Swinburne sociology lecturer Deb Dempsey, who is doing a study on baby naming, says that while many parents are still keeping the name a secret, others are going public, and even involving others in the decision, such as asking people on the Internet to help them choose between several different names.
Without disagreeing with any of these people, I would say that this is part of a greater trend – of growing acceptance toward pregnancy and children. While once women were expected to hide their pregnant body under smocks, and to leave their children at home with a babysitter if they went out, we now feel comfortable showing off our baby bumps (celebrities even show their pregnant bodies naked in magazines), and we can take our small children to restaurants and breastfeed in public.
In the same way, we feel more comfortable talking about pregnancy, and that includes sharing the baby names we are thinking of, and posting our ultrasounds on social media.
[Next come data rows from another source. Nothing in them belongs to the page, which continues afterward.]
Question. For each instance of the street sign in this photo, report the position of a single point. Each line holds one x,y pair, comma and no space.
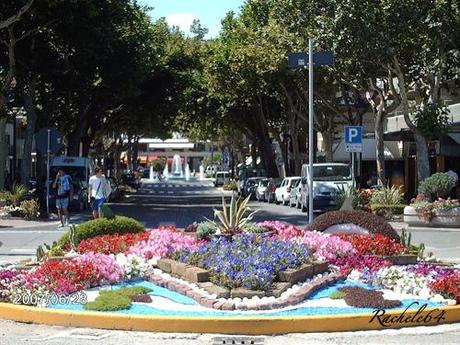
300,59
41,140
354,138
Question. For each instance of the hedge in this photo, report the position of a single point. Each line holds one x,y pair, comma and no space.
102,226
366,220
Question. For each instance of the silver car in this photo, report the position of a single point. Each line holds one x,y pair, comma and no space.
294,199
260,189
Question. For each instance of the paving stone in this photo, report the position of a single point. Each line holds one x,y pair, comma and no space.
241,293
196,274
278,289
178,268
165,265
320,267
228,306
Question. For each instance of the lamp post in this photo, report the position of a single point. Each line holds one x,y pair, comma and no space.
298,60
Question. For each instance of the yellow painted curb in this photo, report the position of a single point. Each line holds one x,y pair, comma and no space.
233,325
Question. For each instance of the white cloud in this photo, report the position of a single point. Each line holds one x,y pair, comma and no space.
182,20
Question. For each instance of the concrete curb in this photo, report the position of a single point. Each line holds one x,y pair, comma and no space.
228,325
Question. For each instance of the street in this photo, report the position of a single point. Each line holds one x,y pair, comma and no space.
181,203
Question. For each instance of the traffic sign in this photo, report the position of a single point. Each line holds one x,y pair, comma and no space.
41,140
300,59
354,138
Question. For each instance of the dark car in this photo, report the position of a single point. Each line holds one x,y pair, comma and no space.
271,188
130,179
250,186
116,194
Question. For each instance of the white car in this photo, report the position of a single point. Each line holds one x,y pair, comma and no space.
328,178
283,192
260,190
294,200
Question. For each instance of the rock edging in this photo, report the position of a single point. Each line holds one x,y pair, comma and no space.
202,296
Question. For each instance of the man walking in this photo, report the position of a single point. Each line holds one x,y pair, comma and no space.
63,183
98,191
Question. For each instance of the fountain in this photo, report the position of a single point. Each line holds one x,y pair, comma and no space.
176,168
187,172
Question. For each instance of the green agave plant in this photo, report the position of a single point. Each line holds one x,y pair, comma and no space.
231,219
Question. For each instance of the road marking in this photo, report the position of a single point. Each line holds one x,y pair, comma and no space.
23,250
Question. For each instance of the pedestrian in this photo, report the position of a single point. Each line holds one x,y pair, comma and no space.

We feel able to ask other people for their opinions, and post polls as to whether they like Madison or Kayla better.
When it comes to actually staking a claim on a name and forbidding others to use it, even if the name is an extremely common one, such as Cooper, or even if the person isn’t yet pregnant (something the papers didn’t cover), then I think that goes a bit past just wanting to be open and share.
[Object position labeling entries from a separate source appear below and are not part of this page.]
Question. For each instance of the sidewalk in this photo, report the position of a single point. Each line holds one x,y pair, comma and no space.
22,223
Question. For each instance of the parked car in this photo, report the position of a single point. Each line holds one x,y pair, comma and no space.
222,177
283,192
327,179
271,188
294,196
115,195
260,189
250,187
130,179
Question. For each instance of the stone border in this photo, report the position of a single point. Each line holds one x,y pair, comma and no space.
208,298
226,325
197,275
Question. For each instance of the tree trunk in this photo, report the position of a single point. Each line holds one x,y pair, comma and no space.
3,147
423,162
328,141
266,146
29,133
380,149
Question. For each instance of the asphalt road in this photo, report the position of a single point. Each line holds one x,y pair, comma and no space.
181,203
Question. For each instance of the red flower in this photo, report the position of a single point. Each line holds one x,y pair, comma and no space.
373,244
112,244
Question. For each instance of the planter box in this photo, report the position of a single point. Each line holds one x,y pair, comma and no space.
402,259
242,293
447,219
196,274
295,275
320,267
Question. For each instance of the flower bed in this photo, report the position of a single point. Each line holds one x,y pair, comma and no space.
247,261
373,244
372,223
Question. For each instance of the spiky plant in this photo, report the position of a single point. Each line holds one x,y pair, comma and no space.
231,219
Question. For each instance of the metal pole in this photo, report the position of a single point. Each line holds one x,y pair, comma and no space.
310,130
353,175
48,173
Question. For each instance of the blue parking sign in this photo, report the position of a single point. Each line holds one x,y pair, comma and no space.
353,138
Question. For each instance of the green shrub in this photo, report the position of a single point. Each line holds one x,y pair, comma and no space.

A buzz word that gets thrown around a lot when discussing modern life is entitlement, and it is hard for me to understand how you can believe that you deserve the right to claim exclusive rights to any name in advance without a fairly decent-sized sense of self-entitlement attached. I am curious as to where that sense of self-entitlement comes from.
Thankfully I haven’t run into any “Name Reservers” yet, but I have heard plenty of people complaining about them, and it seems to be more recent. On the one hand, I suppose I can see where a Name Reserver is coming from. However, I think I would be bit irritated if somebody took one of the names I loved, but I’d get over it, and use the name anyway. I can see how somebody might get irritated if somebody else announces “Hey, we’ve put dibs on these names and you can’t use them because we said so.” Definitely arrogant and I would think the person is full of entitlement. My thing is, if one of the names you love is in the top 100 within your area, then you should expect the possibility that someone else in your circle might use that name as well. If you want your child to not share their names with others, then look outside the top 100. I have noticed that Name Reservers also happen to love popular names.
Yes, it does often seem to be someone who has their eye on Emily or Mason who tries to shoo other people away from it!
I also get a bit ticked off with people who claim a name is “theirs”, because it’s very special to them eg “Emily was my great-grandmother’s name!”, as if the same name can’t be special to someone else.